I've mercifully never seen Deliverance, but it has a lot to answer for in terms of promoting ugly, dehumanizing stereotypes about Appalachian people. As for Excalibur, I remember seeing it on TV once upon a time, but I don't remember anything about its sexual content (which was probably edited for TV anyway).
It feels rather naive, or at least one-sided, in the context of modern transhumanist SF, in which genetically engineered, enhanced, or immortal societies are often portrayed in a more positive light.
Somehow I can totally believe that from you.
Also, isn't it great we live in a world where there's a novelization of Dracula's Dog?![]()
Hah! Cleaning my attic today I stumbled onto my copy of the novelization: THE HOUND OF DRACULA by Ken Johnson.
That's not by any chance the same person as Kenneth Johnson of The Bionic Woman, The Incredible Hulk, V, and Alien Nation, is it?
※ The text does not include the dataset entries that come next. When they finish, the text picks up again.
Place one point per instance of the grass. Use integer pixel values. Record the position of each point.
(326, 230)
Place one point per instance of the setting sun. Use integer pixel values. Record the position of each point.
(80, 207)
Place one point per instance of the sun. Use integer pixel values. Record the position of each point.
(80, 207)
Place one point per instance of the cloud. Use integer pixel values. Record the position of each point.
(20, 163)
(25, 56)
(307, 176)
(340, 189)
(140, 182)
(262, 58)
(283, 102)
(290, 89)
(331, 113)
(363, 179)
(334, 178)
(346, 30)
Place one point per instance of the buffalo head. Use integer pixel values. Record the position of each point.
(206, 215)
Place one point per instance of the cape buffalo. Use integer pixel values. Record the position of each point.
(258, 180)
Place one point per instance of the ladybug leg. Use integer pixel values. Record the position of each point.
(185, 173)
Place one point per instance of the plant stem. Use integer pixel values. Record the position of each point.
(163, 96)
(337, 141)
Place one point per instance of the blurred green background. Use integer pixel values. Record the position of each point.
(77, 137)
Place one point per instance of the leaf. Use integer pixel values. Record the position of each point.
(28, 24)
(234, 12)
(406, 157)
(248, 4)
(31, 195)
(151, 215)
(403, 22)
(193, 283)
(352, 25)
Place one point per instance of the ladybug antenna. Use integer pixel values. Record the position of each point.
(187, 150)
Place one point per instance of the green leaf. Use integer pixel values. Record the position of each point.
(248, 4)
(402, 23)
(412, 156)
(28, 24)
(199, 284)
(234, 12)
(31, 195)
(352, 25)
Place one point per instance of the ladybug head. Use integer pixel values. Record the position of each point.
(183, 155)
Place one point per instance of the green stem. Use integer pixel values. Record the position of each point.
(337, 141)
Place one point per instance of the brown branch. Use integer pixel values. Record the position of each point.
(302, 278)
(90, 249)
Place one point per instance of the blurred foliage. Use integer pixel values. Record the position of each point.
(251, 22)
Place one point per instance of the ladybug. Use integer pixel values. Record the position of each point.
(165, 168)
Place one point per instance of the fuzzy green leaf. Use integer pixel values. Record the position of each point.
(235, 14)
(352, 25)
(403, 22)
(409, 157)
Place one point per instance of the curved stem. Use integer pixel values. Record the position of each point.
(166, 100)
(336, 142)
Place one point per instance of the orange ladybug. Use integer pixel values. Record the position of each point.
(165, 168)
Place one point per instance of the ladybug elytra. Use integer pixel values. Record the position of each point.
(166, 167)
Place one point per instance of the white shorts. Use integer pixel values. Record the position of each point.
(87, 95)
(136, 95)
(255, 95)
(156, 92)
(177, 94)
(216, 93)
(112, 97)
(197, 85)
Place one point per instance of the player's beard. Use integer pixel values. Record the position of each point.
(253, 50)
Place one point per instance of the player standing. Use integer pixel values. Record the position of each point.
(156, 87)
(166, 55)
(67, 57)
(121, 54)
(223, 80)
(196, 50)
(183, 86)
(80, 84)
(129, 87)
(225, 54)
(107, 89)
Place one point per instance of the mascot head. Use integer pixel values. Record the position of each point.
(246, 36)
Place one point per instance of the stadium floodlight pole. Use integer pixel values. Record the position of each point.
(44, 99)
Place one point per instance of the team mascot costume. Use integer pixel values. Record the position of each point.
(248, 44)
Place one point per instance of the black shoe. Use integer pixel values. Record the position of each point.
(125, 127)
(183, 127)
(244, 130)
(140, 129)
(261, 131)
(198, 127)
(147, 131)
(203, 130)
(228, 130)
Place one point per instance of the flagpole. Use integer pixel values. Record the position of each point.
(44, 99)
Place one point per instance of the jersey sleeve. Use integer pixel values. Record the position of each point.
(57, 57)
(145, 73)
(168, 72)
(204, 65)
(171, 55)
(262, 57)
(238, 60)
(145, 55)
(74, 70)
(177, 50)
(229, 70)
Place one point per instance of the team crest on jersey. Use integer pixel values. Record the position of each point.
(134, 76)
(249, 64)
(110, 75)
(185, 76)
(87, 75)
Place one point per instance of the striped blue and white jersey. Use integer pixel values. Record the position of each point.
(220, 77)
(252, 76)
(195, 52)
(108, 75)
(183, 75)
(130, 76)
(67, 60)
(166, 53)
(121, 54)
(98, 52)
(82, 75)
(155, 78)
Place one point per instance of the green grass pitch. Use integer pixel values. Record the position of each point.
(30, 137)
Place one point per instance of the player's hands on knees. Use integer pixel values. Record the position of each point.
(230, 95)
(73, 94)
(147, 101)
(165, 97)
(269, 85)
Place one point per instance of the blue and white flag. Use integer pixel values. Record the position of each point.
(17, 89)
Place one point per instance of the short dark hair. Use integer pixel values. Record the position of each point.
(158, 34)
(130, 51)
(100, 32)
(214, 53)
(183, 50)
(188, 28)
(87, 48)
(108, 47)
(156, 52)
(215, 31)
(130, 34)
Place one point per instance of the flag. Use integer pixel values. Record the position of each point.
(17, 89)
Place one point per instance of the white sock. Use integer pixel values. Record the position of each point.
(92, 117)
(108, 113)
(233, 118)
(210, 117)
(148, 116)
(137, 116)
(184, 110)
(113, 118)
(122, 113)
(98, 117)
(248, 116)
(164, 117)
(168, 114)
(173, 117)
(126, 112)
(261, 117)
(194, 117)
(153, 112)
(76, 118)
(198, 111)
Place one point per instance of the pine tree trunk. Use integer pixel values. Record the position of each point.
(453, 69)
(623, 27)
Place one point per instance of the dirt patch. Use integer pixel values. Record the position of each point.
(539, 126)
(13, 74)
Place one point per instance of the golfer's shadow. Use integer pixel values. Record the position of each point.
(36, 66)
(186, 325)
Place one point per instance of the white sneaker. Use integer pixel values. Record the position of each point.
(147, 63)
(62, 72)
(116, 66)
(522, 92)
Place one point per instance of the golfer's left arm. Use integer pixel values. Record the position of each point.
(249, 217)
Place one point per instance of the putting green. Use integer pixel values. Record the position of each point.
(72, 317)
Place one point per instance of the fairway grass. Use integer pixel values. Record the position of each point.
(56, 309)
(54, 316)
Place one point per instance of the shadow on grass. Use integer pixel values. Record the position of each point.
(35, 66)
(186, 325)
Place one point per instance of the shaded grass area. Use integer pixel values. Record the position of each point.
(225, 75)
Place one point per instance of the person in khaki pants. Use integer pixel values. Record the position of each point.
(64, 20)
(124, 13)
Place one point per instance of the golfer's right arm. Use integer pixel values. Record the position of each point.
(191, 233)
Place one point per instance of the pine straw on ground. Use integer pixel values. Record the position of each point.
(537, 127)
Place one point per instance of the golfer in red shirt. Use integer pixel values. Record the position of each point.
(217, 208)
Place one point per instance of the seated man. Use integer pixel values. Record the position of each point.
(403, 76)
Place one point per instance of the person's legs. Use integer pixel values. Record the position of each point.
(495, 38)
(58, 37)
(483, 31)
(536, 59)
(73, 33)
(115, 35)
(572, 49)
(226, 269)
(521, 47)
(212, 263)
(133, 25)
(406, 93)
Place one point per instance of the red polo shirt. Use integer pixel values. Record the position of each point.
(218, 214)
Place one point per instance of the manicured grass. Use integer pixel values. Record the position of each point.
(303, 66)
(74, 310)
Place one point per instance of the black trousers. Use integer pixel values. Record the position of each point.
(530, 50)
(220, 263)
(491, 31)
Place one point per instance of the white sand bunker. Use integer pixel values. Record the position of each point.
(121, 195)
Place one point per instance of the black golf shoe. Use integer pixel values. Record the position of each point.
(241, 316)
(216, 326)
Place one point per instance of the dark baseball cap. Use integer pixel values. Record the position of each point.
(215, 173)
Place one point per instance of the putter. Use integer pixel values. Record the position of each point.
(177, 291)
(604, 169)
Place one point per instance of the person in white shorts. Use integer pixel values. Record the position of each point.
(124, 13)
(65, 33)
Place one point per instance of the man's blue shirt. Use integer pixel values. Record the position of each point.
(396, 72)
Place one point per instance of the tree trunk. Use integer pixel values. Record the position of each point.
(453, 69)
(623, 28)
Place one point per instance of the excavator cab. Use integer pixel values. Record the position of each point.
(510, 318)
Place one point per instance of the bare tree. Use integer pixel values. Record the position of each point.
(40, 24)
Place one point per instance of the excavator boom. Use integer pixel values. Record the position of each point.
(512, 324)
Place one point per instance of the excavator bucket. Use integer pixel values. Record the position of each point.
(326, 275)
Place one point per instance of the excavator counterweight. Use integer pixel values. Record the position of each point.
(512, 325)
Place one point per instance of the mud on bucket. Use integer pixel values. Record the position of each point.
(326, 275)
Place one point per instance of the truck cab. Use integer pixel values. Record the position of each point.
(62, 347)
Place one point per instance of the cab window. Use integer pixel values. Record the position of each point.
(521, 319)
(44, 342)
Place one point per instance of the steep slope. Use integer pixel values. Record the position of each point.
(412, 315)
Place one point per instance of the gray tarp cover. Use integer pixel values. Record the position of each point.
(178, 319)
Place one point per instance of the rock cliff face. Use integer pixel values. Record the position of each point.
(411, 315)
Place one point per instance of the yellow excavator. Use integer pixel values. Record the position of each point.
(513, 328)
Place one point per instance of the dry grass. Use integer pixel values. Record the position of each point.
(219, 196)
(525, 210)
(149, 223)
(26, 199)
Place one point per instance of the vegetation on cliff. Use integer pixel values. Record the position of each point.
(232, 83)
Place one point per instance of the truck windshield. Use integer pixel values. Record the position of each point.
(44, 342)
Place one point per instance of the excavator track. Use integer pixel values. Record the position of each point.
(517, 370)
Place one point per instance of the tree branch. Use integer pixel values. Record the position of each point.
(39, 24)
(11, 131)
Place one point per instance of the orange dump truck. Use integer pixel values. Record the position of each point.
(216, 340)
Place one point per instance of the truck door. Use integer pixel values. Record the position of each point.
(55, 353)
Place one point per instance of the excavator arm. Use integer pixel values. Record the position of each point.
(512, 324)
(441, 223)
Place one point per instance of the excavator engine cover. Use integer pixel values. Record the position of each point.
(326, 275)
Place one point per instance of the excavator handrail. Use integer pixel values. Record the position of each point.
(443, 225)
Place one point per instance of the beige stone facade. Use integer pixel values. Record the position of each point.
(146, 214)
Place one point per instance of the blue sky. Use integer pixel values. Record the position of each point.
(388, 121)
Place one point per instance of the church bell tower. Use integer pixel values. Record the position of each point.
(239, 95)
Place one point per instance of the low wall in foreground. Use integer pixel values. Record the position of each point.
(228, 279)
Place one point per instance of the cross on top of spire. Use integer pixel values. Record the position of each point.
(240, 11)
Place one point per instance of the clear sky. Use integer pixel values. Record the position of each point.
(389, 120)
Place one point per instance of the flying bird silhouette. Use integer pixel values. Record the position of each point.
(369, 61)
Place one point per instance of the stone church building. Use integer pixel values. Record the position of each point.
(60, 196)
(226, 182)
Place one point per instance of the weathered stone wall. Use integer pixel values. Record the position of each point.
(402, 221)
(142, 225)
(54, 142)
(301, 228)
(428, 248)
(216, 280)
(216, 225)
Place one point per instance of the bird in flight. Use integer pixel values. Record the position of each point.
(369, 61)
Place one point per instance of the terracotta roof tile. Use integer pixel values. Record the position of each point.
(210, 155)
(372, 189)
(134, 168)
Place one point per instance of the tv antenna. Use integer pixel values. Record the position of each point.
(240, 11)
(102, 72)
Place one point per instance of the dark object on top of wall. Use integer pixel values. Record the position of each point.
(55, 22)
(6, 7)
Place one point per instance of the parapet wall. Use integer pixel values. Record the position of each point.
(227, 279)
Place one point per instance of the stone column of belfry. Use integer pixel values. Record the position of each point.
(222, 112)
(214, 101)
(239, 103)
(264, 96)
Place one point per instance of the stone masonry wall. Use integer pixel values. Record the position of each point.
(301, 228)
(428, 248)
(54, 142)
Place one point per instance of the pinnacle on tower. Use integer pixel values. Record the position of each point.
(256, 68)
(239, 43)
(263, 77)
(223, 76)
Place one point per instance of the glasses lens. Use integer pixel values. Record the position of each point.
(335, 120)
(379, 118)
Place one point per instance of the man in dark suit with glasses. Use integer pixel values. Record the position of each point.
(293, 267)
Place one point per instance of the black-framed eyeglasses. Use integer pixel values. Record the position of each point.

I've mercifully never seen Deliverance, but it has a lot to answer for in terms of promoting ugly, dehumanizing stereotypes about Appalachian people.
It's not all a stereotype. I had generations of extended family who lived near so-called "mountain people" (in the Tennessee region) who behaved in a way very similar to the characters in Deliverance, and over the decades, they have shared various accounts of incidents of general violence and on occasion, men raping men. When visiting, I was often warned to stay away from certain areas because of that kind of threat. So, behavior like that is found in real life, and not isolated to the stuff of James Dickey's imagination.
You're just giving a textbook illustration of what stereotyping is -- painting a whole group negatively because of the negative actions of a few of its members.
It's also pretty outrageous to single out "men raping men" as if that were somehow worse or more aberrant than men raping women. Just say "rape."
I said "it's not all a stereotype," which means that some behaviors are true.
I am male, so not only did family speak of it, but of when visiting the region, I was specifically warned about certain areas to avoid because of my gender. That's the point: there are men who target other men to rape.
Obviously any stereotype is going to be based on some actual behavior. So saying that it actually happens in some cases does nothing to refute the fact that it's a stereotype, and merely defends the stereotype as justified. By calling attention to that fringe behavior and not mentioning the behavior of the rest of the group, you implicitly promote or endorse the notion that the negative behavior can be generalized. That is the very essence of how stereotyping happens -- by fixating on a negative extreme as the primary depiction of a group.
"I've mercifully never seen Deliverance, but it has a lot to answer for in terms of promoting ugly, dehumanizing stereotypes about Appalachian people.
No, the point is that the people who "warned" you about that were homophobes who found the idea of sex between two men more horrifying than the idea of rape per se. And that means that their "warnings" cannot be taken as any more factually reliable than Donald Trump's "warnings" about Mexican immigrants.